‘They Are Just Pissed Off’: Scott Galloway Warns Young People Are ‘Opting Out of America’ As Older Generations Failed Them

https://lemmy.world/post/14705597

‘They Are Just Pissed Off’: Scott Galloway Warns Young People Are ‘Opting Out of America’ As Older Generations Failed Them - Lemmy.World

Oh I thought it was because they like Trump, are Russian bots, and tankies. At least if people here are to be believed.

Each successive generation has a higher income even accounting for inflation

That chart lacks context. The cost of living has drastically increased with each generation as well, far outpacing the increase in wages.
The cost of living is tracked by inflation, that’s what inflation is

It looks like there’s nothing I can say to make you see, but even accounting for inflation, the cost of living has been outpacing wages for decades! That’s why the average US worker in the 1950s could support a home with their wages alone, but today, two people working full-time jobs still can’t afford a home.

That’s because the cost of living has been outpacing wages.

But that’s only true in the 1970s and 1980s. In recent years wages have outpaced inflation

Why is home ownership now higher than before?

you keep reposting this shit graph even after it’s been pointed out that it’s meaningless…
Nobody actually addressed it, they just kept saying it’s bad without any argument. Why didn’t people buy homes in the 1960s?

Why didn’t people buy homes in the 1960s?

Your graph doesn’t actually show that, as that source doesn’t include the first year referenced on the x-axis.
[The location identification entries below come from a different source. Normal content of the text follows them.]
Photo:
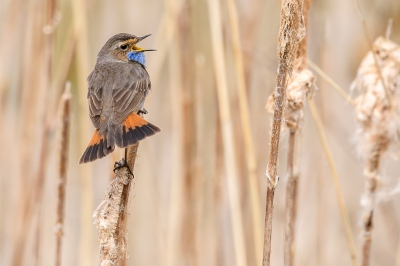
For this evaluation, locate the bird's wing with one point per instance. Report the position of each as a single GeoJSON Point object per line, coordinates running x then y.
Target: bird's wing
{"type": "Point", "coordinates": [130, 88]}
{"type": "Point", "coordinates": [96, 81]}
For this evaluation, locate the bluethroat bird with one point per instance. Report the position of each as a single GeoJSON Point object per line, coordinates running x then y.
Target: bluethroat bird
{"type": "Point", "coordinates": [118, 87]}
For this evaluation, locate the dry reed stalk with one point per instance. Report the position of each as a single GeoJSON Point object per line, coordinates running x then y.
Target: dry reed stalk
{"type": "Point", "coordinates": [300, 87]}
{"type": "Point", "coordinates": [246, 127]}
{"type": "Point", "coordinates": [227, 132]}
{"type": "Point", "coordinates": [110, 217]}
{"type": "Point", "coordinates": [336, 182]}
{"type": "Point", "coordinates": [290, 34]}
{"type": "Point", "coordinates": [63, 151]}
{"type": "Point", "coordinates": [377, 112]}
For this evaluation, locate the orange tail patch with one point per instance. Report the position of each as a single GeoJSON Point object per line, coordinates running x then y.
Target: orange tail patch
{"type": "Point", "coordinates": [134, 129]}
{"type": "Point", "coordinates": [96, 149]}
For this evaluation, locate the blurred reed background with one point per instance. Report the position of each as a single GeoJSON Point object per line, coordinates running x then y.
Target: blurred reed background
{"type": "Point", "coordinates": [185, 210]}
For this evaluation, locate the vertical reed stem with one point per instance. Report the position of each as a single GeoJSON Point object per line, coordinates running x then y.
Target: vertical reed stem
{"type": "Point", "coordinates": [63, 151]}
{"type": "Point", "coordinates": [291, 193]}
{"type": "Point", "coordinates": [291, 186]}
{"type": "Point", "coordinates": [287, 45]}
{"type": "Point", "coordinates": [371, 180]}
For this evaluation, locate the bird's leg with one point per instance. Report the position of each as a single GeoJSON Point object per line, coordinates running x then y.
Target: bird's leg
{"type": "Point", "coordinates": [122, 163]}
{"type": "Point", "coordinates": [142, 111]}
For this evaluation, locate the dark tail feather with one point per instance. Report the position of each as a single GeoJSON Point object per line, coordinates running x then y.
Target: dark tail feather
{"type": "Point", "coordinates": [134, 129]}
{"type": "Point", "coordinates": [96, 149]}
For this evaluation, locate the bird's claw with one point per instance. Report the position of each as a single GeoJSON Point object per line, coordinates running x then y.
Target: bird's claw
{"type": "Point", "coordinates": [142, 111]}
{"type": "Point", "coordinates": [122, 163]}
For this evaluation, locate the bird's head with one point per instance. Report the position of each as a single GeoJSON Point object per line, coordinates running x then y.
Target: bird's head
{"type": "Point", "coordinates": [124, 47]}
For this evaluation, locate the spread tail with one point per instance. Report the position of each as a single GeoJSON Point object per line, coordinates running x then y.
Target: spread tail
{"type": "Point", "coordinates": [96, 149]}
{"type": "Point", "coordinates": [134, 129]}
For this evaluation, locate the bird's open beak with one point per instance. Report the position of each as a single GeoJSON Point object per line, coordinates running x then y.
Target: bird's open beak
{"type": "Point", "coordinates": [139, 49]}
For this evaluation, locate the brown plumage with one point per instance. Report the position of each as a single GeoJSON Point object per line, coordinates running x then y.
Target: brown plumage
{"type": "Point", "coordinates": [117, 90]}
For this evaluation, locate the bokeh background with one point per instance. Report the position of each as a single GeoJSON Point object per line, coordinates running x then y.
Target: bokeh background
{"type": "Point", "coordinates": [179, 209]}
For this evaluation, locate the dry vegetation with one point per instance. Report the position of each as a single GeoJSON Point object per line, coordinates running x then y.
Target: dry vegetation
{"type": "Point", "coordinates": [200, 186]}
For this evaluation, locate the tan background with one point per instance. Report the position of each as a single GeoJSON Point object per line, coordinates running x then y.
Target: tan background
{"type": "Point", "coordinates": [179, 212]}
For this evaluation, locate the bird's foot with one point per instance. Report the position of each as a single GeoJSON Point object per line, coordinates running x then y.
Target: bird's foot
{"type": "Point", "coordinates": [122, 163]}
{"type": "Point", "coordinates": [142, 111]}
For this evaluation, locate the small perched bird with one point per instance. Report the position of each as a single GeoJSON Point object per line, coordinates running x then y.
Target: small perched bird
{"type": "Point", "coordinates": [118, 87]}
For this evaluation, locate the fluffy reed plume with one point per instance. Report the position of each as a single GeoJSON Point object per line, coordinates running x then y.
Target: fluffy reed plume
{"type": "Point", "coordinates": [63, 144]}
{"type": "Point", "coordinates": [377, 111]}
{"type": "Point", "coordinates": [110, 216]}
{"type": "Point", "coordinates": [291, 32]}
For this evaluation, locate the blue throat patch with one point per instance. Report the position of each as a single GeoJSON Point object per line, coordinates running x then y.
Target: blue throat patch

Even then, it actually shows an upwards trend into the 1970s, so I don’t even know what you’re talking about with this. How about this, why don’t you post a more recent chart from the same source shown in the bottom of the image?

What a shock, but it seems to show homeownership is trending downwards at a faster rate than in any 4-year period in the last 44 years, which contradicts the bullshit you’re trying to peddle that things are better than they’ve ever been. If the current trend holds, homeownership will be at its lowest rate in over 60 years in just over another 4.5 years. The currently available options only let you go back as far as New Year’s Day, 1980.

Homeownership Rate in the United States

Graph and download economic data for Homeownership Rate in the United States (RSAHORUSQ156S) from Q1 1980 to Q4 2023 about housing, rate, and USA.

It looks like you can’t read graphs, the current trend is up

Cost of living is not strictly inflation, it also includes necessary expenses that previous generations did not have to account for, minus necessary expenses that they did have to account for but which current ones do not. These expense changes occur continuously due to social, cultural, and technological changes, so it’s kind of hard to honestly compare among generations, and more drastic the further apart they are.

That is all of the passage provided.